2020 Local Hazard Mitigation Plan

California experienced its most recent drought beginning in 2012 and lasting until 2017. All areas of the state were impacted, and by 2014 it was reported as the most severe drought in 1,200 years . Figure 3-2 illustrates the severity of the drought conditions experienced over the past 19 years. By the summer of 2014, almost all of California was experiencing D2 (severe drought) conditions. Irvine, all of Orange County, and more than 75 percent of California was reported as experiencing D4 (Exceptional Drought) conditions. By 2015, emergency water-saving mandates were enacted, which required all jurisdictions to reduce water use by no less than 25 percent. In late 2016 and early 2017, successive heavy rains helped end the drought conditions in the state. The following winter, in late 2017 and early 2018, rains did not return in the same quantity, and slight drought conditions returned across California. This moderate drought was again abated in the winter season of late 2018 and early 2019 when heavy rains ended any existing drought conditions. As of August 2019, approximately 9 percent of California was experiencing at least D0 (Abnormally Dry) conditions, which were primarily relegated to San Diego, Imperial, San Bernardino, Orange, and Riverside Counties.
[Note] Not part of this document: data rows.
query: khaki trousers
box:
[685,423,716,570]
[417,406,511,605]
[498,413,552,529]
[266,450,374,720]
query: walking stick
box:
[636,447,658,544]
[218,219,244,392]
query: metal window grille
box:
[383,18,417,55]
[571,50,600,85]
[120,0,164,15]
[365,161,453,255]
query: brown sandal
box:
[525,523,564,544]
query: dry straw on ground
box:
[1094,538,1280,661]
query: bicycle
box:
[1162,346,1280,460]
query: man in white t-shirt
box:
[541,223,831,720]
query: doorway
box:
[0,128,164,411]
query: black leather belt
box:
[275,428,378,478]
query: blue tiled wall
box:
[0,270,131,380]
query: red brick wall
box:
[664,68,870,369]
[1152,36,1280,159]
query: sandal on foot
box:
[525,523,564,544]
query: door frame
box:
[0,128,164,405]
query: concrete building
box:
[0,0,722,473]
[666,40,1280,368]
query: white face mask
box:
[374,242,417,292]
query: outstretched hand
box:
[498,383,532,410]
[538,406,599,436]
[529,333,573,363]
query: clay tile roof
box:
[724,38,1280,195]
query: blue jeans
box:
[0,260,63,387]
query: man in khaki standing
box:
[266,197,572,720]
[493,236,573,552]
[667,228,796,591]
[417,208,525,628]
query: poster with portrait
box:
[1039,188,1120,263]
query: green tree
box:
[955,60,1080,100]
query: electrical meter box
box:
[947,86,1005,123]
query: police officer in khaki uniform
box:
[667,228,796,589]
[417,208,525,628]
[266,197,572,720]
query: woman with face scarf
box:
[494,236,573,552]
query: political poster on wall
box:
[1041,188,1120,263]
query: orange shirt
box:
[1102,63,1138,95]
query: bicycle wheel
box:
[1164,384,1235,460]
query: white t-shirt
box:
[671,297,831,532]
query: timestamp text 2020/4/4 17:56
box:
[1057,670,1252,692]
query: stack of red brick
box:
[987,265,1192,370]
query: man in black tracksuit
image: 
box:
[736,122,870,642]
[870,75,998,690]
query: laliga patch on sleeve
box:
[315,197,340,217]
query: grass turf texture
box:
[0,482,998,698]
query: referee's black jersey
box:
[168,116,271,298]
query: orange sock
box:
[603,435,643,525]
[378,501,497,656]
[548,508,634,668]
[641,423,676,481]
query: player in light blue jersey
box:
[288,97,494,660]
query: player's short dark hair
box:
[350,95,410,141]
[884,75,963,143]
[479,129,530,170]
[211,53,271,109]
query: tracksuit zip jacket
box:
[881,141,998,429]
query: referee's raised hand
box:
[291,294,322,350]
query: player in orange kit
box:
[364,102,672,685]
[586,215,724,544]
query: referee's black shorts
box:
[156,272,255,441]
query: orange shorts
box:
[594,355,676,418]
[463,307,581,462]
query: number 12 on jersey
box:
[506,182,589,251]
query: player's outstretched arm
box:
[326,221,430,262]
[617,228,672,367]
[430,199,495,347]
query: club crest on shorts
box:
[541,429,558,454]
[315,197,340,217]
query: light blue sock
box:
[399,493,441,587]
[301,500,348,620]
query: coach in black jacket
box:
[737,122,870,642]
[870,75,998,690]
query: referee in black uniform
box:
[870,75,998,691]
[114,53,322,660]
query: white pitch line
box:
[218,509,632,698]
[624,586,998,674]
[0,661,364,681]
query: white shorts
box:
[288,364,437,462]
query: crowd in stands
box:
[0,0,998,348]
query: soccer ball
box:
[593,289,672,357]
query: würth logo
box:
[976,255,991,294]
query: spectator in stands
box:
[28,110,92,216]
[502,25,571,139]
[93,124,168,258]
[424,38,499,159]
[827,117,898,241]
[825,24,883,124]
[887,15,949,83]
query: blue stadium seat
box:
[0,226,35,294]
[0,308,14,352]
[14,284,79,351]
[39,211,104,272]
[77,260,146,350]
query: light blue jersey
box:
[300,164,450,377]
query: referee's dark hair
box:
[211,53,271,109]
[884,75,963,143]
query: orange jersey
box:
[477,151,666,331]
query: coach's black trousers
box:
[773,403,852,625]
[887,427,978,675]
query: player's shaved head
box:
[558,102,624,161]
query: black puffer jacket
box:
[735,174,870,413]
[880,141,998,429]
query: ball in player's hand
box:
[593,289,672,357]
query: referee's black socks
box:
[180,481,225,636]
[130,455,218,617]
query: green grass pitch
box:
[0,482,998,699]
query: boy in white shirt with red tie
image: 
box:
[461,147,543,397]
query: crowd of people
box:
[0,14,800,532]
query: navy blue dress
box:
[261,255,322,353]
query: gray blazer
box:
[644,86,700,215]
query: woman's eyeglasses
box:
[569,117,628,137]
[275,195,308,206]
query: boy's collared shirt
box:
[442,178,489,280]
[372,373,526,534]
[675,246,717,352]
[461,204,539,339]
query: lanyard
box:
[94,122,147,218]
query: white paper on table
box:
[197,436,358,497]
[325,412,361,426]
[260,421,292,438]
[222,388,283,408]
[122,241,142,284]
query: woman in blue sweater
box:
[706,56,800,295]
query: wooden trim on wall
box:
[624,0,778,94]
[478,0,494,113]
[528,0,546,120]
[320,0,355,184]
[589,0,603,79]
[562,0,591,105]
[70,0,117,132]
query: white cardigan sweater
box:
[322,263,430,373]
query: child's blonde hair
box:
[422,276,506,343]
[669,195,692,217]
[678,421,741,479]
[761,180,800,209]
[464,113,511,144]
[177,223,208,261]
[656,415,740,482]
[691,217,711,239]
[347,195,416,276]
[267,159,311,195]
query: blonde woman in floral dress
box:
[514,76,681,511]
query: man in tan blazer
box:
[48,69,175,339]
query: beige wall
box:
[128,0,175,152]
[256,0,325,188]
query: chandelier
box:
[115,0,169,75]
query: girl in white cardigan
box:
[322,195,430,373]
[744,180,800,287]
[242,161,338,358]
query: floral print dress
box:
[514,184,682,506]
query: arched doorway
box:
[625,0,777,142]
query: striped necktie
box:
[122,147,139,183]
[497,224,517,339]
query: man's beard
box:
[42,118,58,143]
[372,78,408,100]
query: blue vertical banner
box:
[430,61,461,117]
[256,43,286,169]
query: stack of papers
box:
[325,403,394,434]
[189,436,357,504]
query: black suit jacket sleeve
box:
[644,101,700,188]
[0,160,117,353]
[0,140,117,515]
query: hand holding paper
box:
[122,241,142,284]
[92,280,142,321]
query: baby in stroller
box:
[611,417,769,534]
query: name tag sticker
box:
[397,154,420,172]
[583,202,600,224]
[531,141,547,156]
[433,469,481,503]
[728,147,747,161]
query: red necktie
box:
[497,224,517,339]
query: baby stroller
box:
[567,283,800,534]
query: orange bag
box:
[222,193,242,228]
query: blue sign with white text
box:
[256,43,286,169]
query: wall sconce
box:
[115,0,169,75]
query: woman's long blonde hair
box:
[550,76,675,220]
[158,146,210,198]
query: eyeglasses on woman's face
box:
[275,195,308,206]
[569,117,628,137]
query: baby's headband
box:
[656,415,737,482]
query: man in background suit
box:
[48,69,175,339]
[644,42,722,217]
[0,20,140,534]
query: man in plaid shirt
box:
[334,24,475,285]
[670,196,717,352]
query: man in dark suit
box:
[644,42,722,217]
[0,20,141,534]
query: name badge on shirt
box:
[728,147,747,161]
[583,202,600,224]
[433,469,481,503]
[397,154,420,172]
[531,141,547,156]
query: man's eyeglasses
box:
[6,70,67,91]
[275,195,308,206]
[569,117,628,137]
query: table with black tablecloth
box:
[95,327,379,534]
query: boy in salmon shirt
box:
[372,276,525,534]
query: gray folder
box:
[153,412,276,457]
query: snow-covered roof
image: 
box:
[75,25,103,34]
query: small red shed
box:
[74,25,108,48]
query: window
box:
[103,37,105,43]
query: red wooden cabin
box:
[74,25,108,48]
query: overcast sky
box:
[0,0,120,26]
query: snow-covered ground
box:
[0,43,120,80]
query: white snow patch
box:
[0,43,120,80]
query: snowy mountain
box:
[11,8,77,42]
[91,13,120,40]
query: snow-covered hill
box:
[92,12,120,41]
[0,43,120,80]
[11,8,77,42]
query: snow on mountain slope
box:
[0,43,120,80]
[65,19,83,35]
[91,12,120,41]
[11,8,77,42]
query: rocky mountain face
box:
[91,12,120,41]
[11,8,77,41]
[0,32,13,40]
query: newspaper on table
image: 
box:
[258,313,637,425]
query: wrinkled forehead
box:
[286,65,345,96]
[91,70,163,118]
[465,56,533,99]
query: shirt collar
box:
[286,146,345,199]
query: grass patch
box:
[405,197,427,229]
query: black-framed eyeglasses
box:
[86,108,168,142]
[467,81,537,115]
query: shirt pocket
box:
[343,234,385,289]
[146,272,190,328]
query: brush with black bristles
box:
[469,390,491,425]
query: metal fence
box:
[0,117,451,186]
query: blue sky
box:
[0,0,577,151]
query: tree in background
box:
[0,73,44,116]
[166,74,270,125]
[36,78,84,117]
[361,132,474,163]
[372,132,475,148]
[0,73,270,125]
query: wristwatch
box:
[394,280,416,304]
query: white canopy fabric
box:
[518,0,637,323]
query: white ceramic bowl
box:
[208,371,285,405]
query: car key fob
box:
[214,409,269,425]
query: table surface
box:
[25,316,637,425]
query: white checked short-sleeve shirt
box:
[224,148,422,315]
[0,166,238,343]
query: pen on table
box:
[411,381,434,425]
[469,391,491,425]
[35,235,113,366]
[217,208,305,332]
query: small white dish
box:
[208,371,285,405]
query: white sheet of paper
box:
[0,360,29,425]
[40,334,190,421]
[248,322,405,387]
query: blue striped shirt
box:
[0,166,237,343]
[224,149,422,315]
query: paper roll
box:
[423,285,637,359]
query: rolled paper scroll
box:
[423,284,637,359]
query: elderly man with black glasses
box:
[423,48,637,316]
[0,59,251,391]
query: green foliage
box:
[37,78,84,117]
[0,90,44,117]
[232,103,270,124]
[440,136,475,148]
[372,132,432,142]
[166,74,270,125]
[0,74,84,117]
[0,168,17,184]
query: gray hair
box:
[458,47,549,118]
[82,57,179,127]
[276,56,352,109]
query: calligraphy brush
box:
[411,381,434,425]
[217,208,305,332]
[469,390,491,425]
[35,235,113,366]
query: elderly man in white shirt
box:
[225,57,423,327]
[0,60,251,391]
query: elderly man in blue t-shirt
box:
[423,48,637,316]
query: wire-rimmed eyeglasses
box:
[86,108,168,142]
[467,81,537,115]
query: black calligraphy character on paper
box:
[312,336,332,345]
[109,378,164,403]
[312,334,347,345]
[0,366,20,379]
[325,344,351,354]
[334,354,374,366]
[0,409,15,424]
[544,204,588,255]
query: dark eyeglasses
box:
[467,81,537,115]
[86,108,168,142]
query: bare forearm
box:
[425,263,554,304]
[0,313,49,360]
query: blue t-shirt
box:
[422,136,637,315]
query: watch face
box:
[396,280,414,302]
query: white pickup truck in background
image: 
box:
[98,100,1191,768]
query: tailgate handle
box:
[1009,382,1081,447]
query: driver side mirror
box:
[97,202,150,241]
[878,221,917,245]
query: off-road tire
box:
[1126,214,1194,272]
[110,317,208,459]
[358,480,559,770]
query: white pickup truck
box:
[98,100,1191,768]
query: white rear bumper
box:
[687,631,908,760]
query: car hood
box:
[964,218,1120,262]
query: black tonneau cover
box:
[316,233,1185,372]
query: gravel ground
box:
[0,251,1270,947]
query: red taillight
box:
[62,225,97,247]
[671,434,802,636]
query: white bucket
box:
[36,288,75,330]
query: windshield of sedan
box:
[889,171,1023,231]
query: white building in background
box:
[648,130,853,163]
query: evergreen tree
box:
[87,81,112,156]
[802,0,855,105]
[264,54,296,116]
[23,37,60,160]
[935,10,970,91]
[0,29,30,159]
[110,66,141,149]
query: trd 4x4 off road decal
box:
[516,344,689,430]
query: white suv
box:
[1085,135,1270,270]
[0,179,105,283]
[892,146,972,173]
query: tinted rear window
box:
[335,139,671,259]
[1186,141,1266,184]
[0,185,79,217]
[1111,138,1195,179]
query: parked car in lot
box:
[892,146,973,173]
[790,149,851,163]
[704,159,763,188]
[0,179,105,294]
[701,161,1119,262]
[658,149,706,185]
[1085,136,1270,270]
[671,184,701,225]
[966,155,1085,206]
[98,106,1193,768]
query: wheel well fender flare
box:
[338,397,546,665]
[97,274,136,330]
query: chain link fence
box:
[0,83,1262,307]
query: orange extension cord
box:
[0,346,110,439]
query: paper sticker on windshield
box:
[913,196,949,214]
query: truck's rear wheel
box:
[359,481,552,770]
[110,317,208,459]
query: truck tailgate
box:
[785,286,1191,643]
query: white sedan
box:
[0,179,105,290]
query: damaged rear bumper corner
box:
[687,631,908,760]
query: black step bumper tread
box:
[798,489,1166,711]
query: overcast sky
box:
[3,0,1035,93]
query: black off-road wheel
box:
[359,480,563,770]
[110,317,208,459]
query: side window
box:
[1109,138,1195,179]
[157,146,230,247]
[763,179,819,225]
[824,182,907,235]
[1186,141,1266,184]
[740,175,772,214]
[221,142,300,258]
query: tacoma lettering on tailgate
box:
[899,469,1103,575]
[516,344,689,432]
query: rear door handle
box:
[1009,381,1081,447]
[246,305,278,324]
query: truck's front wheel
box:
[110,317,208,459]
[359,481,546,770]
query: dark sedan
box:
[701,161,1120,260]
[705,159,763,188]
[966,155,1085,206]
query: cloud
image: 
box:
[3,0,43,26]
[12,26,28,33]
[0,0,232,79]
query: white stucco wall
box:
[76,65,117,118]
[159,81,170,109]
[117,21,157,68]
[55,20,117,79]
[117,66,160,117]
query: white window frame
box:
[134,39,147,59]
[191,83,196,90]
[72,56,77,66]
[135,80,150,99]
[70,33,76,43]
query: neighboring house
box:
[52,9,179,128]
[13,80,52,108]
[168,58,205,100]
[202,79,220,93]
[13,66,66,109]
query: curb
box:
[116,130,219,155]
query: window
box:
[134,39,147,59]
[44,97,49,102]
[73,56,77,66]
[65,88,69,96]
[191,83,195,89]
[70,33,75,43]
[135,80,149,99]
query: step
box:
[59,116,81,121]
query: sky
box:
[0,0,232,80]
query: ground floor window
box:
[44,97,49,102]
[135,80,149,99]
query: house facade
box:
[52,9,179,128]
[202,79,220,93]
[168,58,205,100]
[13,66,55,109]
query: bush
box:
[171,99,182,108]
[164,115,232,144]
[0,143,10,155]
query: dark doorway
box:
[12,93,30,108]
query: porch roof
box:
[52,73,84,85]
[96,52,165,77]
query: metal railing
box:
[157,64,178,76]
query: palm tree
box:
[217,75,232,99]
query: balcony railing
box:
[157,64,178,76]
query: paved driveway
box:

Irvine is on the edge of these conditions, as depicted in Figure 3-3 shows statewide drought conditions as of February 4, 2020.

Risk of Future Events

Drought will continue to be a foreseeable event in the future of California, including Irvine. Since most droughts are almost entirely contingent on global weather phenomena, which vary from year to year, it is impossible to predict either the frequency or severity of future drought events in Irvine. Droughts that result from infrastructure failure are equally impossible to predict since the circumstances that lead to infrastructure failure are unique to each situation.